La visita del Papa Francisco a nuestro país y a nuestra región me deja en la retina varias enseñanzas sobre las que no podemos, o mejor dicho, no debemos hacer vista gorda.

Uno no hubiera querido que su visita a La Araucanía se diera en medio de un clima caracterizado por el terror, con helicópteros, iglesias y escuelas quemadas y un carabinero baleado; pero me reconforta que Su Santidad haya sido tan claro y sencillo al hablarnos de frente, pese a toda la presión política de los conocidos de siempre.

Una de las primeras enseñanzas es que debemos cuidar a toda costa nuestra unidad. El Santo Padre nos invita a ser "una nación donde su pluralidad étnica, cultural e histórica exige ser custodiada de todo intento de supremacía".

Más todavía, nos llama a "escuchar a los migrantes que llaman a las puertas con la esperanza de querer construir un futuro mejor para todos" (como los que llegaron hace más de un siglo a nuestra región).

También nos cala hondo su llamado urgente a sembrar la paz a "golpe de vecindad".

Es obvio que se refiere a la violencia que asola nuestro sur. Tan obvio, que nos dice que no se puede pedir reconocimiento aniquilando al otro, porque "la violencia termina volviendo mentirosa —sí, mentirosa— la causa más justa".

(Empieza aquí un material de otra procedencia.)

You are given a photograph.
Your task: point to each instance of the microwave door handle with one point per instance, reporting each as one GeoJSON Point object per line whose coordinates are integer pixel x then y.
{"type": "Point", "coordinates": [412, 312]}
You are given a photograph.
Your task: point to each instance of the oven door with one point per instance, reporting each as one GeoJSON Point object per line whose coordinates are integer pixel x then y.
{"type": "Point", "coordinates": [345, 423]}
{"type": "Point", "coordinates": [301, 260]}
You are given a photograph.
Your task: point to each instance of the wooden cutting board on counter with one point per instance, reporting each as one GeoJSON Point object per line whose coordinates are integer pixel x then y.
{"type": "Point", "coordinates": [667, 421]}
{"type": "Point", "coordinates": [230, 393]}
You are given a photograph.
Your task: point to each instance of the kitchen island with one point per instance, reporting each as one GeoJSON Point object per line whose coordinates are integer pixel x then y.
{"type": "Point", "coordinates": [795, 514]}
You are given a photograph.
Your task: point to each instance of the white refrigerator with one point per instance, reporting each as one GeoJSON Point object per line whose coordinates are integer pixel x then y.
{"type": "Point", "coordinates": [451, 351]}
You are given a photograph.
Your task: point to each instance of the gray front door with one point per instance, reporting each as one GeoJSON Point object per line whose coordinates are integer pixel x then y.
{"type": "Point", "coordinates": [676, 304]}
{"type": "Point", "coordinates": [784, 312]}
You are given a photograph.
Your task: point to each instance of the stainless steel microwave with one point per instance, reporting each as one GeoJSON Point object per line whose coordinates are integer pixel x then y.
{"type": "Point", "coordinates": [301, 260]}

Comparto con Su Santidad, el que "esta unidad clamada por Jesús, es un don que hay que pedir con insistencia por el bien de nuestra tierra y de sus hijos".

El Papa Francisco —como si conociera al dedillo nuestra Araucanía— nos invita también a cuidarnos de la otra forma que toma la violencia: la de "elaborar «bellos» acuerdos que nunca llegan a concretarse" (se nos viene enseguida a la memoria el tironeado acuerdo de reparación a las víctimas de la violencia rural).

Y el que para mí es el mensaje más importante de todos: el llamado a amar a nuestra patria. "Y si ustedes no aman a su patria yo no les creo que lleguen a amar a Jesús y que lleguen a amar a Dios".

Un Papa argentino que nos ruega que demos lo mejor que podamos por nuestro Chile.

Tres mensajes, pero solo una lección.

Una santa lección que, como chilenos bien nacidos, tenemos prohibido olvidar.

Marcelo Zirotti Kehr

Presidente 

                                      Sociedad de Fomento Agrícola de Temuco A.G.